Competence and competency. What is competence? How has it been reduced to competency? What is the impact on education and training?

Contents: introduction · what is competence? · competency and product approaches · curriculum as process · conclusion · further reading · acknowledgements · how to cite this article

'Mentor' by andyrobe. Sourced from Flickr and reproduced under a Creative Commons Attribution non commercial 2.0 generic license.

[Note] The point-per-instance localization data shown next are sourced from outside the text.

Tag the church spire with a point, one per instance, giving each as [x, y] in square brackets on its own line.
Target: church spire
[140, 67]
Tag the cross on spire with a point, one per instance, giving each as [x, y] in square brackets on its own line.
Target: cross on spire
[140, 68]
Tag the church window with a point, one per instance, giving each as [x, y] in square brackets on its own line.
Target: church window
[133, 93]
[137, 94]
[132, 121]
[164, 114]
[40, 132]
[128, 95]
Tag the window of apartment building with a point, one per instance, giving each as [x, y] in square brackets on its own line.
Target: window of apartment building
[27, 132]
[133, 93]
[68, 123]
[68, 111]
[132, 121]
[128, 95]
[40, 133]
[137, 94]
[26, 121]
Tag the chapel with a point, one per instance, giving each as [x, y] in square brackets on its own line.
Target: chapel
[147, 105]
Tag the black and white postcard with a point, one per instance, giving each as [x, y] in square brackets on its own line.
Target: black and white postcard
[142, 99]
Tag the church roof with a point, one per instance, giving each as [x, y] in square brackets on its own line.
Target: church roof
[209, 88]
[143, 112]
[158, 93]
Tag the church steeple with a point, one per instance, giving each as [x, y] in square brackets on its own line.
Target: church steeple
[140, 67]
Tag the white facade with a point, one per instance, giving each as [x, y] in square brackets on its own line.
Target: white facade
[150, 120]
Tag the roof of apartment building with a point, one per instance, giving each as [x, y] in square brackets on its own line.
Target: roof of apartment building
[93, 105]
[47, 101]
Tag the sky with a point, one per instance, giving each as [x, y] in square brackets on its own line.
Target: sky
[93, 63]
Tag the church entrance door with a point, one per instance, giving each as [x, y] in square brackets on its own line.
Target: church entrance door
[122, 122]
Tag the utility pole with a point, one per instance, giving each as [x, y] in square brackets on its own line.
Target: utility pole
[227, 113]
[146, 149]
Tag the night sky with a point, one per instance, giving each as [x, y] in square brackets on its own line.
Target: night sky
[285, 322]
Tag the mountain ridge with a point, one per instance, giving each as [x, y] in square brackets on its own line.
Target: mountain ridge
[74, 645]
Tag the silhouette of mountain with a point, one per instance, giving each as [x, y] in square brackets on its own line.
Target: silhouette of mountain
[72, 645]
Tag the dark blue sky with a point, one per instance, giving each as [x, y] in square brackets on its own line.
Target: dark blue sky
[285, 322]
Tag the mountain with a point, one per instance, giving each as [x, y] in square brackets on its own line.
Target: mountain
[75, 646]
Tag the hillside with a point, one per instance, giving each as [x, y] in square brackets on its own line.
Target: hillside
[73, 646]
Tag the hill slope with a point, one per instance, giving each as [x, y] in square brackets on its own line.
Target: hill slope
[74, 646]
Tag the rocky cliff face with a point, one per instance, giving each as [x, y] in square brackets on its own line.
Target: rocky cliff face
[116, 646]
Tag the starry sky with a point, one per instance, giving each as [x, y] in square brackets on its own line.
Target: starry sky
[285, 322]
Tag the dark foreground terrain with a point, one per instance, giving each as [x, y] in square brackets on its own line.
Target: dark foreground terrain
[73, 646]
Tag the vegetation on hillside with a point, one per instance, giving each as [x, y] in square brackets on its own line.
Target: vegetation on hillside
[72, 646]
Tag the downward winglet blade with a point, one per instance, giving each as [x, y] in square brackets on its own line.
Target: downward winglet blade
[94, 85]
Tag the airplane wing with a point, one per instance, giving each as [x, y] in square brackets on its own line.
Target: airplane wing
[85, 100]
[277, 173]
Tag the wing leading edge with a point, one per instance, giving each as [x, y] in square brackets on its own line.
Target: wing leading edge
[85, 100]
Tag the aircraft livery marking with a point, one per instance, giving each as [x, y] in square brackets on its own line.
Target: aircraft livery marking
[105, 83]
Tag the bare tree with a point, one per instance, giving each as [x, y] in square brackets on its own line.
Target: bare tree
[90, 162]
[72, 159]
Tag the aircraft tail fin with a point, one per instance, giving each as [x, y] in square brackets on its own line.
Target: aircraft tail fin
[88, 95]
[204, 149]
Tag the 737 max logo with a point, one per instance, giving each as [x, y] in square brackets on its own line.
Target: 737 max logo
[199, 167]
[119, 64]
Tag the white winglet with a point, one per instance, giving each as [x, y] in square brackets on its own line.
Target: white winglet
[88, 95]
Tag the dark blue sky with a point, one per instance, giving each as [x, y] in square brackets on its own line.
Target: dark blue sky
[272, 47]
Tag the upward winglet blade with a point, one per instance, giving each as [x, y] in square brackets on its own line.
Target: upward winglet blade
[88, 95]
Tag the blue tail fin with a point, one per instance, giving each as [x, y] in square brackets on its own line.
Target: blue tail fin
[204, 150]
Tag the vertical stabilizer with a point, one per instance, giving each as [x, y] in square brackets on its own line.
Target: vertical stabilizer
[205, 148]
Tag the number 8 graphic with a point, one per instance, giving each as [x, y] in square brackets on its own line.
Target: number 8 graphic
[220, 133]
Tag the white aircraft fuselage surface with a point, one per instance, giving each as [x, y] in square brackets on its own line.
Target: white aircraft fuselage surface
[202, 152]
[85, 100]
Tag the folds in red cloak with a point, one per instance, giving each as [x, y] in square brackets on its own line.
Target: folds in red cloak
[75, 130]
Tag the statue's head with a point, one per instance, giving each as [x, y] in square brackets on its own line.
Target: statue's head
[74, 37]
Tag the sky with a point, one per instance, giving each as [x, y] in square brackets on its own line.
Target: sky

Over the last twenty years the discourse around education and training has shifted. We now tend to use a pseudo-commercial language of markets, investments and products. The interest in ‘competence’ and ‘competency’ has been part of this move. A significant pressure behind this in the UK, according to proponents like Jessup (1989: 66), has been the supposed lack of relevance of vocational provision and the need to compete with other economies. Courses and programmes were alleged to concentrate on the gaining of knowledge and theory and to neglect performance (‘and it is performance which essentially characterizes competence’ op cit). Vocational qualifications were to be recast into statements of competence relevant to work

The move has been heavily influenced by the development of management thinking and practice and, in particular, the rise of ‘scientific management’ (after F. W. Taylor). Basically what he proposed was greater division of labour with jobs being simplified; an extension of managerial control over all elements of the workplace; and cost accounting based on systematic time-and-motion study. All three elements are associated with the rise of competence and, indeed, the concern with curriculum (Kliebart 1983). This is certainly the current that has run through the construction of a system of national vocational qualifications. As Davies and Durkin (1991: 7) have commented the allocations of power are unmistakable in the new system. ‘In charge – the employer, with his or her needs paramount; next as an unavoidable necessity the “engagement of the individual worker”, in so far as his or her interests are useful to the employer; and finally, very much as a poor relation – the education service’.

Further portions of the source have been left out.